Wednesday, May 5, 2010

Begini Rasanya Menangis Karena Hilang Kesabaran Menghadapi Anak

Semalam terjadi huru hara. Huru hara besar. Tengah malam Mas Damar minta mimik. Sebelumnya dalam tidurku aku merasa Mas Damar gelisah sekian lama. Akhirnya aku mau bangun dan menyusui Mas Damar. Seperti biasa, ketika menyusui malam-malam, aku meraba pantat Mas Damar. Ow, pantesan gelisah, basah begini. Ya sudah, aku lepas celananya. Giliran kaosnya mau dilepas, Mas Damar protes. Aku bujuk, "Mas, nanti masuk angin kalau kaosnya basah." Mas Damar ngeyel dan berujung ngamuk. Karena aku pengin pipis dan campur kesal, kutinggalkan Mas Damar begitu saja ke kamar mandi. Dan seperti biasa, dia mengikuti dan menggedor-gedor pintu kamar mandi sambil ngamuk. Minta ampun, malam-malam begini berteriak-teriak seperti itu.

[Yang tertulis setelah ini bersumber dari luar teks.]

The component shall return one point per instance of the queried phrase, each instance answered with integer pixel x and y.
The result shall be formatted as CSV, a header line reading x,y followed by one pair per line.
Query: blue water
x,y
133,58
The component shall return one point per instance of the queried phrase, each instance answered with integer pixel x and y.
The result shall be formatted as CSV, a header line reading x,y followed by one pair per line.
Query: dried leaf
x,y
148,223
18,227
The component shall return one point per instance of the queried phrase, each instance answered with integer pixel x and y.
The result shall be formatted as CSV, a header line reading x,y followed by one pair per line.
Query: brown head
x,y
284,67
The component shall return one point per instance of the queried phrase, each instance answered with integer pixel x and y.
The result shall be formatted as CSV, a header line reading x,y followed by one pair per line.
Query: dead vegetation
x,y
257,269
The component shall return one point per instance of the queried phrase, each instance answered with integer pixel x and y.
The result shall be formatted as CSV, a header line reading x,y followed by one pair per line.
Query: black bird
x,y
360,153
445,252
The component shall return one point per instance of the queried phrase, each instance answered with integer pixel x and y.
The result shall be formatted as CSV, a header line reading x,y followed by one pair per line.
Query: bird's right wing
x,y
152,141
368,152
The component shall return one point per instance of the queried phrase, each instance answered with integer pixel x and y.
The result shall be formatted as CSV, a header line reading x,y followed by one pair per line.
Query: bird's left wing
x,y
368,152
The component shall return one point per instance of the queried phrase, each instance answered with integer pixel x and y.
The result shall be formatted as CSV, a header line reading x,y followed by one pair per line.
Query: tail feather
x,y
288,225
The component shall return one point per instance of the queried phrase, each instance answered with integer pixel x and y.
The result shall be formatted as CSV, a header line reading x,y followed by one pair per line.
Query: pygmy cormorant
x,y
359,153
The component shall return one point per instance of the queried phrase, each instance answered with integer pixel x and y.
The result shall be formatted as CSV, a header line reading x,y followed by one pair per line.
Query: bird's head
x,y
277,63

Aku berusaha membujuk dengan suara pelan, Mas Damar tetap ngamuk. Lalu minta mimik tapi nggak mau mimik. Malah mengusir aku, "pergi!!!" Aku keluar kamar, Mas Damar tambah ngamuk, "ikut! ikut!" Begitu terus sampai kurang lebih dua puluh menit. Aku sampai hilang kesabaran, kubanting selimut dan bantal sambil bertanya, "Mas Damar maunya apa? Kenapa?" Mas Damar tambah keras nangisnya. Astaghfirullah, akhirnya aku diam. Setengah menyesal karena sempat lepas kontrol aku menangis. Melihatku menangis, Mas Damar yang sempat diam malah ikut-ikutan menangis, tapi menangisnya tak bersuara, dan kepalanya nyusruk ke dalam bantal. Lalu kutanya dia. "Mas Damar kenapa? Mas Damar kenapa jahat sama ibu? Ibu salah apa? Mas Damar kenapa nakal sama ibu? Salah ibu apa? Mas, ibu Mas Damar cuma satu. Kalau ibu nggak ada, Mas Damar sama siapa?" Terus... terus... kuulang-ulang saja pertanyaan itu. Mas Damar tak segera diam. Lalu aku berdoa. Mas Damar diam dan ngeliatin. Lalu dia nempel-nempel ke aku. Lalu menyorongkan tangan kirinya untuk minta maaf, lalu mencium pipiku dan tak lupa : "mimik... mimik..." Hahaha, biar kondisi sedang gawat begini nggak pernah lupa ya sama mimiknya.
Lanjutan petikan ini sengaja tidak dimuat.